なぜUSJにキティちゃんがいるの?
ユニバーサル・スタジオ・ジャパン(USJ)の新エリア「ウィザーディング・ワールド・オブ・ハリー・ポッター」のオープン発表の場に出席したハリウッド女優、イヴァナ・リンチが感嘆の声を挙げた。「ハローキティはフロリダのユニバーサル・スタジオにはいないわ。USJにはフロリダにない要素がある。人間がピンクの家に住むネコに仕えるというのは、理想の世界ね」。ハリウッドスターが日本独特のコンテンツに強い関心を示した。

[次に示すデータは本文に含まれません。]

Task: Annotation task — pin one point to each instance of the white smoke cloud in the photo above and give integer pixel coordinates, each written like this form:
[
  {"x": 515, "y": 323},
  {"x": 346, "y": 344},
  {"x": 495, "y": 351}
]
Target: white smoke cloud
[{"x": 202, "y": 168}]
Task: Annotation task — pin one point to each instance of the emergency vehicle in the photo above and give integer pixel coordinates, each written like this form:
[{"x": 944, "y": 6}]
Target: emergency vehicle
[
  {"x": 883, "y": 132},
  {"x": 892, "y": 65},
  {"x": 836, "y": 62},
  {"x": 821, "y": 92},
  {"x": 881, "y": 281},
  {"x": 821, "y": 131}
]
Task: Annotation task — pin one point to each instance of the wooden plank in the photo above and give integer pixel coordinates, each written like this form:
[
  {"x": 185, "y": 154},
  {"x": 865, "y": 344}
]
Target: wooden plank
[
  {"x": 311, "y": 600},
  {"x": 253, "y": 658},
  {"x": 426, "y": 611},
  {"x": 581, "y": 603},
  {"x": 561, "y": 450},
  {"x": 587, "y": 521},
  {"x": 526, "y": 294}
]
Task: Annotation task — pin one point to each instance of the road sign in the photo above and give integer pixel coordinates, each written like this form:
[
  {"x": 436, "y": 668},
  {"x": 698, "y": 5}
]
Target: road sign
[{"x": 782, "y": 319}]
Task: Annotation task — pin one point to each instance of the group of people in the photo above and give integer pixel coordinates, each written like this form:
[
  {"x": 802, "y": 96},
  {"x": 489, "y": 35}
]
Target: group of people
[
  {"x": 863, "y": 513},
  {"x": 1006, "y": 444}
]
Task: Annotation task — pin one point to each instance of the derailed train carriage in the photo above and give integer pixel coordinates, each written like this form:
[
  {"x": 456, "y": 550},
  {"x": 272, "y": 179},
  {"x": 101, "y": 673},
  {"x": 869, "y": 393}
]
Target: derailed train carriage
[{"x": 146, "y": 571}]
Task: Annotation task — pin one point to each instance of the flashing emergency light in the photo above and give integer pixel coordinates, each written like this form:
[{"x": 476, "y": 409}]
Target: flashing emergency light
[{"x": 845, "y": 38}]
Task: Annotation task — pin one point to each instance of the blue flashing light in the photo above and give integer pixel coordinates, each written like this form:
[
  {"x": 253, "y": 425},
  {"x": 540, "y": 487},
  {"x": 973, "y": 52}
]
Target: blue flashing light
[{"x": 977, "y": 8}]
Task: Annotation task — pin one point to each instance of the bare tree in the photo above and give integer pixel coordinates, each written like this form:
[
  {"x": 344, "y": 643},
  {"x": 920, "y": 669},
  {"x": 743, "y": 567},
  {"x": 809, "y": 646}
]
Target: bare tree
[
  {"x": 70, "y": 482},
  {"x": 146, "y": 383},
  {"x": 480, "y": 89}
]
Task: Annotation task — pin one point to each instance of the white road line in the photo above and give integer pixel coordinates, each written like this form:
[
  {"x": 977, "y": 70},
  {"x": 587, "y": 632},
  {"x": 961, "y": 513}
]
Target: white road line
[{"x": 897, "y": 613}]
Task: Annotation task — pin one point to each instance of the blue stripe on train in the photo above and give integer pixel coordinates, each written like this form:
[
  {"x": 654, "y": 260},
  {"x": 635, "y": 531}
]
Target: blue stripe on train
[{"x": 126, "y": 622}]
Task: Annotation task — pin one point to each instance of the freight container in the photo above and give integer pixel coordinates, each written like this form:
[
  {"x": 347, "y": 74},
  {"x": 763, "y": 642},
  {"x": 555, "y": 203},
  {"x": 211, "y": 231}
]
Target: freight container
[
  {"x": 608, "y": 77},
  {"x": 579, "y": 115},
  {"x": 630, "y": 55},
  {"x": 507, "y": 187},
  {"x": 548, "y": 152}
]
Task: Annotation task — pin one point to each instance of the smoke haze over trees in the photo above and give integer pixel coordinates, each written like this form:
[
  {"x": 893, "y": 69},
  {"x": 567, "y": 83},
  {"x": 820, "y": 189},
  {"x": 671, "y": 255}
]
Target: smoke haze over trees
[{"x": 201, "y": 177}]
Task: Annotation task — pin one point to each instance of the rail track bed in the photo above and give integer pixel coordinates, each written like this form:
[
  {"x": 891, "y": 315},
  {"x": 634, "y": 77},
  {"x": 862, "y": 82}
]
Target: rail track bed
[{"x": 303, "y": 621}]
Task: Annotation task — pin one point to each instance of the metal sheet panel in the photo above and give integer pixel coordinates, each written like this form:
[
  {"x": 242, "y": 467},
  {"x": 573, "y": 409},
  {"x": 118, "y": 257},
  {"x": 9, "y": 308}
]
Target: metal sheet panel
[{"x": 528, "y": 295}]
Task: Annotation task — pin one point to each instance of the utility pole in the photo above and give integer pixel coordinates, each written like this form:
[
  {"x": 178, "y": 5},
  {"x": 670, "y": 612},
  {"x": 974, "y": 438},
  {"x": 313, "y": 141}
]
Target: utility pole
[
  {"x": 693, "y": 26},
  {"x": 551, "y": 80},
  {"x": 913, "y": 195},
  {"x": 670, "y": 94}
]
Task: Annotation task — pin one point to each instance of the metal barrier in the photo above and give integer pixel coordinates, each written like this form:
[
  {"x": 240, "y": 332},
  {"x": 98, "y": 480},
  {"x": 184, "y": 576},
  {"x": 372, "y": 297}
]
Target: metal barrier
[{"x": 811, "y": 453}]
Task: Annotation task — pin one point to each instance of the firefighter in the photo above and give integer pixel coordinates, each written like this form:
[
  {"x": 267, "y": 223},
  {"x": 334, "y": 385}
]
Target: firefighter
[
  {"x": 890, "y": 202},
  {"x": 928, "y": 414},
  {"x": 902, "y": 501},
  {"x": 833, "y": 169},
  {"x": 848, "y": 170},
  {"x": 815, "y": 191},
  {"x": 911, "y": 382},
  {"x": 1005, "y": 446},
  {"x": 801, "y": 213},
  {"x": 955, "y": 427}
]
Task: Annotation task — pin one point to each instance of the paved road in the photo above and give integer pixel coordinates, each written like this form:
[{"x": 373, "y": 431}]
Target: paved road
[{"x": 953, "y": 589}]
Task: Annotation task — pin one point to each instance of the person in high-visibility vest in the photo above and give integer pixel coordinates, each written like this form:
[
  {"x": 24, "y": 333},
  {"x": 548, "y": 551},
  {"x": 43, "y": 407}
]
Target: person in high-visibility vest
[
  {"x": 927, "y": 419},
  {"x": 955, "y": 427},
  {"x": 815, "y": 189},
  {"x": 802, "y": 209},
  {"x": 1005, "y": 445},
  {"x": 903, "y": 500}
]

そう、USJにはハローキティがいる。スヌーピーがいる。セサミストリートのエルモがいる。今ではすっかりUSJの“顔”の一つになっている彼らだが、改めて疑問が湧く。USJって、「映画のテーマパーク」じゃなかったっけ?と。 その疑問に答えてくれたのは、株式会社ユー・エス・ジェイのCMO、執行役員、マーケティング本部長の森岡毅氏だ。昨年こそ、開園以来2度目の年間入場者数1000万人を突破したUSJだが、森岡氏の入社した2010年は700万人台と低迷していた。「数字は嘘をつかない」が信条の森岡氏にとって、その“問題点”は明らか。「ターゲット設定の不必要な狭さ」だった。 当時のUSJの入場者分布は、子供を連れていない独身女性が6~7割を占め、子供連れファミリーは3割にも満たなかったという。人口の年齢構成比と逆のこの現象に目を付けた森岡氏は「ファミリーを集めれば2割増える」と読んだ。関西圏で毎年誕生する新3歳児の数と、それを含む家族のグループサイズ。そして“USJデビュー年齢”を下げることによる生涯の来場回数の増加。これらの数字を弾きだし、直近の集客から長期的展望までを見込んで、3歳から6歳までの子供のいるファミリー層をターゲットにした「ユニバーサル・ワンダーランド」の建設を決めた。その中心的役割を果たしているのが、ハローキティやスヌーピー、エルモだった。 当初、内外からの風当たりは厳しかった。開業当時からの従業員たちは「大人向け」「映画がテーマ」というこだわりやプライド、ディズニーと差別化しなければならないという誤った錯覚。そういった“感情”の部分に加え、「ブレている」、「なんでも屋」という外野からの声。しかしマーケティングのプロとしての絶対的な自信があった。「ターゲット層の拡大」こそが、生き残る道だと訴えた。実は、ハローキティ、スヌーピー、エルモは開園当初からひっそりと存在していたが、それを前面に押し出していくことにした。どれも“世界最高ブランド”だから、だ。